Just two women lived in the home over the past year, Allen said. Only one, a nursing student, lived there at the time of the sale.
“The mission of the home has become obsolete, and we felt this was the right time to consider other ways to help women,” Allen said.
Fresh Start Sober Living was an appealing next owner because the home is set up for communal living, Allen said. The King’s Daughters Home is also next door to Fresh Start Sober Living’s first location, which opened in October 2018.
The King’s Daughters Home was founded in 1891 in a rented house at 35 Columbia St. It was managed by women from all 14 churches in Bangor.
The home had just one resident when it opened, but that soon ballooned and the residence moved to a new house at 18 Middle St. in February 1894. During its first four years, 500 girls and women stayed at the home, some for only a night and others for periods up to a year, according to the organization’s website.
The home moved its final location at 89 Ohio St., donated by Thomas Upham Coe, in 1905.
Pardy said he jumped at the chance to purchase the home because he knew it was already organized for communal living and was well maintained. The 1865 Victorian home also has a large kitchen and living room where Pardy plans to host holiday celebrations for residents.
“Not everybody has a place to go on Thanksgiving and Christmas,” he said.
Most Fresh Start Sober Living residents have a private bedroom, though there are some doubles. Pardy said residents can stay for as long as they want, and some have been with the group since its inception. On average, residents stay for nine months to a year, Pardy said, though some don’t last a week.
Fresh Start’s rooms are usually full, and Pardy receives five to 20 housing applications per week. He has a backlog of hundreds of people seeking housing.
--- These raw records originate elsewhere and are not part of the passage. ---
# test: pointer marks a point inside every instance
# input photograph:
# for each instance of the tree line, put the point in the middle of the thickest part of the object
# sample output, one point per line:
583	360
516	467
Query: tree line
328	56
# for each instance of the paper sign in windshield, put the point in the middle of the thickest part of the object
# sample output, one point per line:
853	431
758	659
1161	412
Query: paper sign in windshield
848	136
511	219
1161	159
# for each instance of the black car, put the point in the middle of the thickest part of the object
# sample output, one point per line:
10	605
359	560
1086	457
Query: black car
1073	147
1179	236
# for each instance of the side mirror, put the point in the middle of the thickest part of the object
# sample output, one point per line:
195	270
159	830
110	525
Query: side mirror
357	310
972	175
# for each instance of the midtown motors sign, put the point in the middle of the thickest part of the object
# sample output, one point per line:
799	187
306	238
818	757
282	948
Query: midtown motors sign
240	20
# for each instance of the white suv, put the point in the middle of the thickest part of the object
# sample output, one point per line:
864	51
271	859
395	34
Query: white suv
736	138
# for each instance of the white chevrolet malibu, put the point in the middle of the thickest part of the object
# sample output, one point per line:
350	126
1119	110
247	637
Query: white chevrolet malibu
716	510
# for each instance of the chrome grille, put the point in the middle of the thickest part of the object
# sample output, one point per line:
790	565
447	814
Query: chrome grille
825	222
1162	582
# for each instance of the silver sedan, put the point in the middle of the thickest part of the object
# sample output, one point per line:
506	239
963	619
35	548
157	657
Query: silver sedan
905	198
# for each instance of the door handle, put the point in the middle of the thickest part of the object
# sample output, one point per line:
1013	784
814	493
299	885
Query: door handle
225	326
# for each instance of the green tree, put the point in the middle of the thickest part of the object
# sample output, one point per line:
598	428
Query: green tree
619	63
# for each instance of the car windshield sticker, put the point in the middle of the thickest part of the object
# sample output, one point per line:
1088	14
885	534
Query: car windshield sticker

Pardy, who is in long-term recovery himself, founded Fresh Start Sober Living in 2018 after volunteering at the Penobscot County Jail, where he oversaw recovery meetings. He watched the same handful of people strive to maintain their sobriety, he said, but when they were released from jail, they’d wind up on the streets because they didn’t have a safe place to live.
They’d wind up in jail again soon enough, and the cycle would continue, Pardy said. The revolving door frustrated him, so Pardy began Fresh Start Sober Living to help those in recovery stay sober and give them somewhere safe to stay.
Now that the King’s Daughters Home property has changed hands, Allen said the group is exploring ways to continue serving women in the Bangor area that don’t involve providing housing. The group may establish a fund at the Maine Community Foundation with the proceeds from the sale and the remainder of their endowment.
“At this point, there’s no one offering the same kind of service in Bangor,” she said. “Women will have to rely more on apartment or school dormitory living, which is probably more expensive.”